Valentine’s Day is celebrated in the US this month, and while it’s always an opportunity to celebrate love and the relationships we have with our significant others and be reminded of how blessed we are to have them in our lives, it’s also an opportunity for us to step aside from any issues we’ve got in our relationship and remember the best memories and reasons why we’re with that person, why we’ve given them such a place of prominence in our life.
Every relationship has problems, complications, disagreements and differences, even the best and healthiest relationships aren’t all hearts and flowers, but you should have more good days than bad days. You should look forward to and enjoy seeing your partner at the end and/or beginning of a day. You should want to spend time with them and share with them about what’s going on in your day, your life and the world that we share. You should want them to participate in your life and want them to support you. And the opposite is also true: they should want to spend time with you. They should look forward to sharing with you what’s going on in their life when you’re not together. They should want to participate in the things going on in your life and want you to support them.

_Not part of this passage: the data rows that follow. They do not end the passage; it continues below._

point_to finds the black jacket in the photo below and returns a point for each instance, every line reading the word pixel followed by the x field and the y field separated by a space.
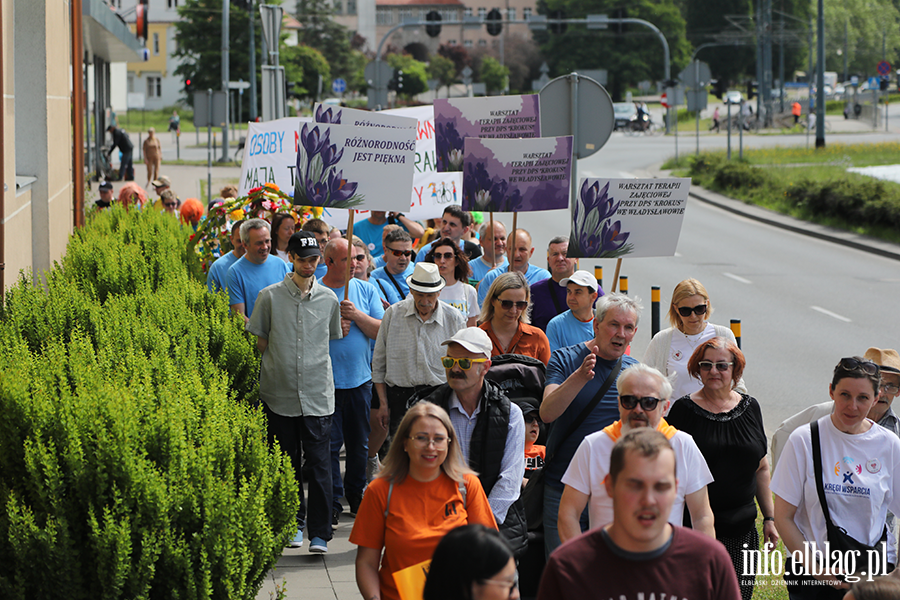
pixel 486 450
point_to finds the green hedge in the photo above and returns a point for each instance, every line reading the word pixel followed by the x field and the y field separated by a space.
pixel 133 463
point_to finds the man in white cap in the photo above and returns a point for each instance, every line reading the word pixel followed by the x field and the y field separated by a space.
pixel 407 355
pixel 576 325
pixel 490 429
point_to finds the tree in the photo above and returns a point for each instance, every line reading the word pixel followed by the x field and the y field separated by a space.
pixel 415 79
pixel 442 69
pixel 494 75
pixel 628 57
pixel 304 65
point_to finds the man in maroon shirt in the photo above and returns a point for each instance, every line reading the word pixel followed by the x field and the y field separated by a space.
pixel 639 554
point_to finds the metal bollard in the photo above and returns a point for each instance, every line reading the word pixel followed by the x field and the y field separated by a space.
pixel 654 310
pixel 736 330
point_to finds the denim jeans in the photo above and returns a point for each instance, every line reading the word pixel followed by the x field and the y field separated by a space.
pixel 315 435
pixel 552 496
pixel 350 428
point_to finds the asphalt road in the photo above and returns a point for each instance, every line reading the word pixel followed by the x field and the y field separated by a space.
pixel 803 303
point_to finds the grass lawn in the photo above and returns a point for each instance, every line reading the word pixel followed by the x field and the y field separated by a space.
pixel 796 165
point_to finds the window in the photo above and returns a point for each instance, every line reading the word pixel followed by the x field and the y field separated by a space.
pixel 154 86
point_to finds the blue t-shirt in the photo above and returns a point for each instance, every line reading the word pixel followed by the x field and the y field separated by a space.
pixel 381 279
pixel 218 272
pixel 563 363
pixel 533 275
pixel 565 330
pixel 480 268
pixel 351 356
pixel 246 279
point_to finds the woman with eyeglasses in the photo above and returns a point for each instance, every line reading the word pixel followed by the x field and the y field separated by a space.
pixel 857 479
pixel 472 562
pixel 728 428
pixel 505 316
pixel 424 490
pixel 670 349
pixel 454 268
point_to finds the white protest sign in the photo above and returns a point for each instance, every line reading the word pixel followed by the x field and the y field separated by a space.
pixel 637 218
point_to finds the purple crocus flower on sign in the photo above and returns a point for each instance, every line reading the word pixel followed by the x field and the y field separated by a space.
pixel 594 234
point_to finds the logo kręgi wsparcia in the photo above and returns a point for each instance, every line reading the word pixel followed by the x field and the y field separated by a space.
pixel 851 565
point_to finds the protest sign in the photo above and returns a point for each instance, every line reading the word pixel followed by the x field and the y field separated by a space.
pixel 612 218
pixel 517 175
pixel 492 117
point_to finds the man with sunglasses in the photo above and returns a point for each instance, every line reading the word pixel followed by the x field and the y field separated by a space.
pixel 643 400
pixel 391 278
pixel 490 429
pixel 638 553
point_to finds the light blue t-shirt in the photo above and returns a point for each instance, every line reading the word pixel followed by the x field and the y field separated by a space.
pixel 381 279
pixel 246 279
pixel 216 278
pixel 351 357
pixel 565 330
pixel 532 275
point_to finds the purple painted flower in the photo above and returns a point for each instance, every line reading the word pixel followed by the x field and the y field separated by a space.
pixel 340 190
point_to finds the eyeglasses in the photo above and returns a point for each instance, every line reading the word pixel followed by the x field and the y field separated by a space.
pixel 854 364
pixel 423 441
pixel 648 403
pixel 512 585
pixel 685 311
pixel 507 304
pixel 707 365
pixel 406 253
pixel 464 363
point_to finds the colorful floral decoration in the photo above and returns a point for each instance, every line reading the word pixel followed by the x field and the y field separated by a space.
pixel 211 238
pixel 319 183
pixel 594 233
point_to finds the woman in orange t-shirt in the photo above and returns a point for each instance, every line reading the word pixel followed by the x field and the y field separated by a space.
pixel 415 500
pixel 505 317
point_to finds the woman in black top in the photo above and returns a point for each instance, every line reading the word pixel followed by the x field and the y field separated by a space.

You’ve probably heard the old saying that advises you to not go to bed angry, and to that suggestion I’d add that you should work hard to have at least one good moment every day with your partner, whether it’s a text, bed/couch snuggle time, walk with the dog, doing the dishes together or surprising the other with a treat that says ‘I’m thinking about you’ because this too helps to keep you moving away from being constantly immersed in the issues and doesn’t let you forget that there’s good in your relationship.
So if you’ve been in a low point with your relationship lately, maybe this is the best time for Valentine’s Day to come around, because it will actively remind you to take a break from the bad and focus on the good. Sometimes the best thing you can do for your relationship is to call a break or time out or breather or ceasefire, a time for you both to stop talking about the issue (or issues), deal with the other important things in your life and relationship and come back to the discussion/issue when you’re calmer and have had time to think through things. Have you called for a time out like this in your relationships? If so, what was your experience with it?